A Short Overview of Christian Ethics according to Roger Crook

Summary of excerpts of An Introduction to Christian Ethics, 5th edition by Roger Crook

CHAPTER 5: BIBLICAL ETHICS

Jesus

  • Jesus’s ethical teachings are usually framed in terms of the “ideal pattern of human relationships” while also recognizing and being sensitive when the ideals are almost always unmet. (77)
  • He was not legalistic. “Had he legislated, his teachings would have been limited in scope and in time.” (78)
  • He emphasized an anticipation on living in the eschatological Kingdom of the End Times. If this is how it’s going to be in the Kingdom, then this is how we ought to live now. (80)
  • Regarding the Law of Moses: 1) he revered the Law more than the subsequent rabbinic interpretations of it, 2) he considered some parts of the Law as more important than others, 3) motive and intent was more important than overt action (“moral wrong lies in one’s attitudes toward other people”), and 4) he said the Law should apply to how Jews interact with everyone, not just other Jews. (80-81)
  • Jesus used “agape” love to characterize how we should love God and each other. What is this agape love? (82-83)
    • It is the opposite of hatred, anger, and contempt.
    • It is active and must be expressed in some way.
    • It is to be shown impartially for all and universally.
    • It is to be devoted to someone (cling to, give oneself to).
    • It is not focused on obligation, but rather on compassion.
  • Jesus emphasized the character of disciples should be: 1) humble–not arrogant or seeking to presume status or entitlements, 2) sincere–no hypocrisy, deliberate deception, or pretense, and 3) faithful–we are stewards of that which we own. (84-85)
  • Jesus’s example shows that “every individual is of infinite worth and is to be treated with respect.” (86)

Paul

  • Paul’s theology is: God is sovereign; we are sinful; Christ is the solution to our sin.
  • Paul’s take on Christian freedom: freedom doesn’t mean doing whatever we want (negative freedom). Yes we’re free from the Law of Moses but that doesn’t mean selfishness.
  • We should have respect for the Church and the body of Christ.
  • We should respect ourselves, seek to avoid putting ourselves into submission to something that’s not God.
  • We should respect each other, fellow Christians, and outsiders.

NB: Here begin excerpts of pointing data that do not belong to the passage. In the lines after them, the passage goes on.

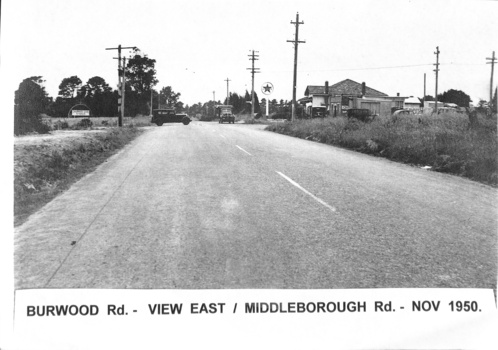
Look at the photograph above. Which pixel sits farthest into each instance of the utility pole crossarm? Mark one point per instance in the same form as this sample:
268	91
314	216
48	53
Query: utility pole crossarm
296	42
437	75
121	80
253	57
492	63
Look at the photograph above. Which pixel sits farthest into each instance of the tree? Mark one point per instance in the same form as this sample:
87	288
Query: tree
98	95
69	86
140	79
455	96
168	97
140	73
31	100
95	86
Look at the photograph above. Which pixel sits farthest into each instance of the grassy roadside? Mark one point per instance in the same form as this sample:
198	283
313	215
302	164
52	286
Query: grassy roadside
445	143
42	170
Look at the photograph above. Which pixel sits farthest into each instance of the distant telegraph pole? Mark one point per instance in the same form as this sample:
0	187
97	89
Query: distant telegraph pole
296	43
121	86
436	70
253	57
493	60
423	99
228	97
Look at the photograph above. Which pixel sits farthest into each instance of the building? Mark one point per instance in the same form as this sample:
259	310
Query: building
335	99
413	103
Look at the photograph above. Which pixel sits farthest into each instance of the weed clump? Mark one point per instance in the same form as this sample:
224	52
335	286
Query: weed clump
447	143
43	170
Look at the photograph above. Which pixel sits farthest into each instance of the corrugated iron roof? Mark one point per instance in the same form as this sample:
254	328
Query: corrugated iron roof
344	87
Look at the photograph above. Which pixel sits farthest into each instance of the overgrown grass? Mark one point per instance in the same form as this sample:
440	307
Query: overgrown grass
96	122
446	143
43	170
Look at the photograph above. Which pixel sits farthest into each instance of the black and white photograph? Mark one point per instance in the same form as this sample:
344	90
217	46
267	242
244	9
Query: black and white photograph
235	156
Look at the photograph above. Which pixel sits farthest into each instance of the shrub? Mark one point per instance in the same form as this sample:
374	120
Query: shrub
445	142
84	124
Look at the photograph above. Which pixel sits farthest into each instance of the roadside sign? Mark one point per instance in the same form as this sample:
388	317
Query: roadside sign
267	88
80	113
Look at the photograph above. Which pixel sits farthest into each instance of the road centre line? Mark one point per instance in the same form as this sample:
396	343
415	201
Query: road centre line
307	192
243	150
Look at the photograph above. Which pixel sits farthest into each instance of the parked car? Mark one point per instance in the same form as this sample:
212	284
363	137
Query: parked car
400	112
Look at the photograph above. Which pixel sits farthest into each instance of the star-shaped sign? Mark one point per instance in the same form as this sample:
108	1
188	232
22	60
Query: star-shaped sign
267	88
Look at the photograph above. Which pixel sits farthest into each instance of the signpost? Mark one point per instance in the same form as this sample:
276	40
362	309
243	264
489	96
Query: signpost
80	113
267	88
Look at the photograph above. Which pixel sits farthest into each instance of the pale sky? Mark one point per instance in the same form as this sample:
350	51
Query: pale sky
199	44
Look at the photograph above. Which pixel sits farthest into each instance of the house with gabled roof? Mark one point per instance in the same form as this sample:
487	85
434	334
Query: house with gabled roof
337	98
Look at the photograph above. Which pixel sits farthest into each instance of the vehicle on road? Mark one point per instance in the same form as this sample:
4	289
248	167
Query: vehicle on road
224	113
168	115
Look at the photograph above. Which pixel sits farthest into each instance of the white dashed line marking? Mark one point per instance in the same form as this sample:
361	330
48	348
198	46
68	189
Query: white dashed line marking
243	150
307	192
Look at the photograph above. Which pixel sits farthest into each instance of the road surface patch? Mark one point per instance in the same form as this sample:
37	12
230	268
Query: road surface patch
243	150
325	204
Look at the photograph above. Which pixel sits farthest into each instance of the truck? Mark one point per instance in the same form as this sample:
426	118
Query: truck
224	113
168	115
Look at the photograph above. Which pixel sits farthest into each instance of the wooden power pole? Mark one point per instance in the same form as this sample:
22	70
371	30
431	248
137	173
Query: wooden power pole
121	83
228	97
436	70
253	57
296	43
493	60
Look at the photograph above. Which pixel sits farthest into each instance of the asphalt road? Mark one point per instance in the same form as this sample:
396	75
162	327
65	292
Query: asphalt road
233	206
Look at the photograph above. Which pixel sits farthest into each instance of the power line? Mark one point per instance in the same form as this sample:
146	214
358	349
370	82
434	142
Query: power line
437	71
492	62
296	43
253	57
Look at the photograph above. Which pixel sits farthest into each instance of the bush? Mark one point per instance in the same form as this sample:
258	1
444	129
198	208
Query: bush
447	143
61	124
84	124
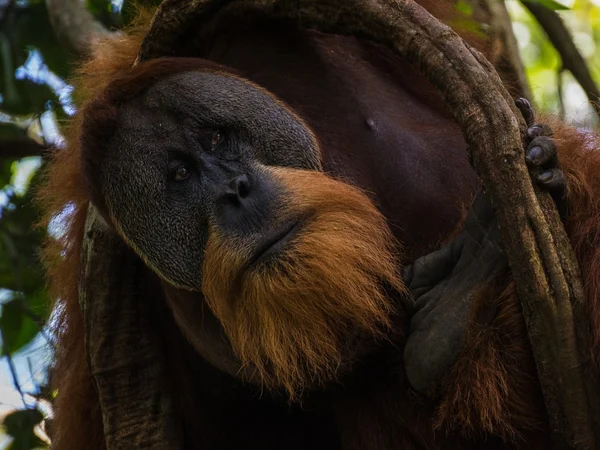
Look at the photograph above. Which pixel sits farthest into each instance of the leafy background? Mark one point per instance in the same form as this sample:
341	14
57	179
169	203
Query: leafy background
35	100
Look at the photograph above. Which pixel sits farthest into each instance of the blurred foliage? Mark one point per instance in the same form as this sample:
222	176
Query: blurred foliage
543	64
34	98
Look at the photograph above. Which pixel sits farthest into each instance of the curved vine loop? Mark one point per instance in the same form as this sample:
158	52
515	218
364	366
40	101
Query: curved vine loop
542	261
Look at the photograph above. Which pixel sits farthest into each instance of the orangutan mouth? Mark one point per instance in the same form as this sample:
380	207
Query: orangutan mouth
275	242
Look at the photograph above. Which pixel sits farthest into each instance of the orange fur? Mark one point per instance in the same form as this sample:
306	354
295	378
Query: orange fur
492	390
297	322
77	421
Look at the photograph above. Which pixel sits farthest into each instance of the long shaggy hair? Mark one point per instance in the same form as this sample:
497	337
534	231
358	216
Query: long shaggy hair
300	320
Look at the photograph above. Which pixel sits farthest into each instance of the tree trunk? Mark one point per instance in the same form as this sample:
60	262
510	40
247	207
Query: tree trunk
542	261
125	356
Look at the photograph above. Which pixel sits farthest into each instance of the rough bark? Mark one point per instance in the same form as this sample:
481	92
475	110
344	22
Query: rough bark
571	58
124	355
74	26
541	258
506	55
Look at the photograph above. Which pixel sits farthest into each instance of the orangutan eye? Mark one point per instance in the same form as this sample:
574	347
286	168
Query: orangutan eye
216	139
181	173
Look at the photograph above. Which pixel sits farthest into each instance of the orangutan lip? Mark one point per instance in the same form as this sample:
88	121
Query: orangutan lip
275	242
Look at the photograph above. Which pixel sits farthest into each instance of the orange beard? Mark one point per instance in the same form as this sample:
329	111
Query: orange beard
299	321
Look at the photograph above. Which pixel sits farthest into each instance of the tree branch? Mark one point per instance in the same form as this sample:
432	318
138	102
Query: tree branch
74	25
542	261
562	41
508	63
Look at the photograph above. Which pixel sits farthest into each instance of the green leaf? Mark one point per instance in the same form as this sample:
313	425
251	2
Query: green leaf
19	425
551	4
17	327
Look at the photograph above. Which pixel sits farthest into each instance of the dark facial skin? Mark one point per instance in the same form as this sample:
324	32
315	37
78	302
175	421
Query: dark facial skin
200	163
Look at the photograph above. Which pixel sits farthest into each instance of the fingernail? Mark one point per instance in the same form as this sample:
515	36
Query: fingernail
545	176
535	154
534	131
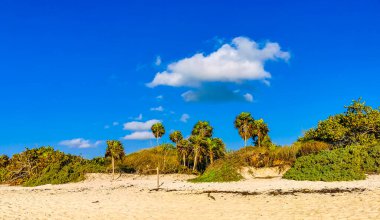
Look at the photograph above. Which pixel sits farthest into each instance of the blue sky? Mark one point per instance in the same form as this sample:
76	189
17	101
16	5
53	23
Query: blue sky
73	73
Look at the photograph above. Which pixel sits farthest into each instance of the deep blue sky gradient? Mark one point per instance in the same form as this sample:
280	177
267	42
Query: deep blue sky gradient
68	68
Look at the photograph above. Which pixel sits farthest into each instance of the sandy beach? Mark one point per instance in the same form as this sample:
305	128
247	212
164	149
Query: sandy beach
135	197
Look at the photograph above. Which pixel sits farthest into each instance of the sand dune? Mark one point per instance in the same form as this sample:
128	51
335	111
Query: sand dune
133	197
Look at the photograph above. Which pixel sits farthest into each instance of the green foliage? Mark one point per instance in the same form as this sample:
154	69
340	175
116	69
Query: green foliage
360	124
342	164
158	130
176	136
115	149
4	160
202	129
260	132
44	165
224	170
244	124
311	147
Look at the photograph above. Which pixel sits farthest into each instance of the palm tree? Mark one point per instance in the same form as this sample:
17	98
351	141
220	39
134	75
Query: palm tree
261	130
158	130
244	123
202	129
184	148
176	136
115	150
198	143
216	148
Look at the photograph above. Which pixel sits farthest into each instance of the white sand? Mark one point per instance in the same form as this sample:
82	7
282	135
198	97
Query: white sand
130	197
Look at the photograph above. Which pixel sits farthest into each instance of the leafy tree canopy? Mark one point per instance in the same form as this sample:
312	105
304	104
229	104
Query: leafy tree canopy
360	124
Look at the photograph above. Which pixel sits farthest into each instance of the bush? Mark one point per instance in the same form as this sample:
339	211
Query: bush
4	160
342	164
311	147
46	166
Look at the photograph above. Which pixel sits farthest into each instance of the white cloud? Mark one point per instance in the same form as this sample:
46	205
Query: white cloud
139	135
80	143
190	96
248	97
158	61
184	118
158	109
140	126
243	59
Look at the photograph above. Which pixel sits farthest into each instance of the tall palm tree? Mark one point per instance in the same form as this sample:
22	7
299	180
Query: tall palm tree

CHAPTER 6: FAITH WORKING THROUGH LOVE

  • “Love thy neighbor” means: (105)
    • “unselfish concern for the welfare of another person”
    • “rational, deliberate acceptance of responsibility for another person”
    • “does not depend on reciprocation. We must love regardless of how the other person acts.”
    • “seek what is good for that person”
  • Love demands that we: (107)
    • “accept our own limitations and strengths”
    • have an “attitude of concern and respect for other people”
    • “we are trying to act in the best interests of the other person”
    • forgive and pursue reconciliation where possible
    • have a “special concern for the unfortunate”
  • “In Christian thought, therefore, justice is not merely giving all persons their due. Rather it is acting toward them as God acts.” (108)
  • Christian love is a balance of working at both the individual and social/systemic levels.

Otherwise, Crook’s account of Christian ethics seems to convey a sense of pragmatic moderation. At various points in the text he points out that we exist in a particular context (time, place, economic system, political system, etc.). He argues that most of the time we should accept our context and work within it as much as possible to bring about the ends of Christian love as best that we can, recognizing that we are limited in our ability to radically change systemic issues all by ourselves. Nonetheless, even though “no one can do everything; we can all do something.”

For example, he argues in Chapter 14 that most of his readers live in a liberal capitalist economic system. He doesn’t advocate that Christian ethics require overthrowing the economic and political order to create communal utopia system. Rather, he argues that we should accept the reality in which we live, acknowledge that no one economic system is completely compatible with Christian ethics, and work within our context to act as well as we reasonably can. For example, in terms of our property and money, he argues that there are some key generalizations that can be made: 1) private property is not antithetical to Christian ethic (Jesus and the Bible recognize it and work within that reality of their own context), 2) we’re responsible to God and each other for how we use our property, 3) if we have more property than we need it can lead to “great spiritual danger,” and 4) those who acquire property “are responsible for helping people who are unable to do so.”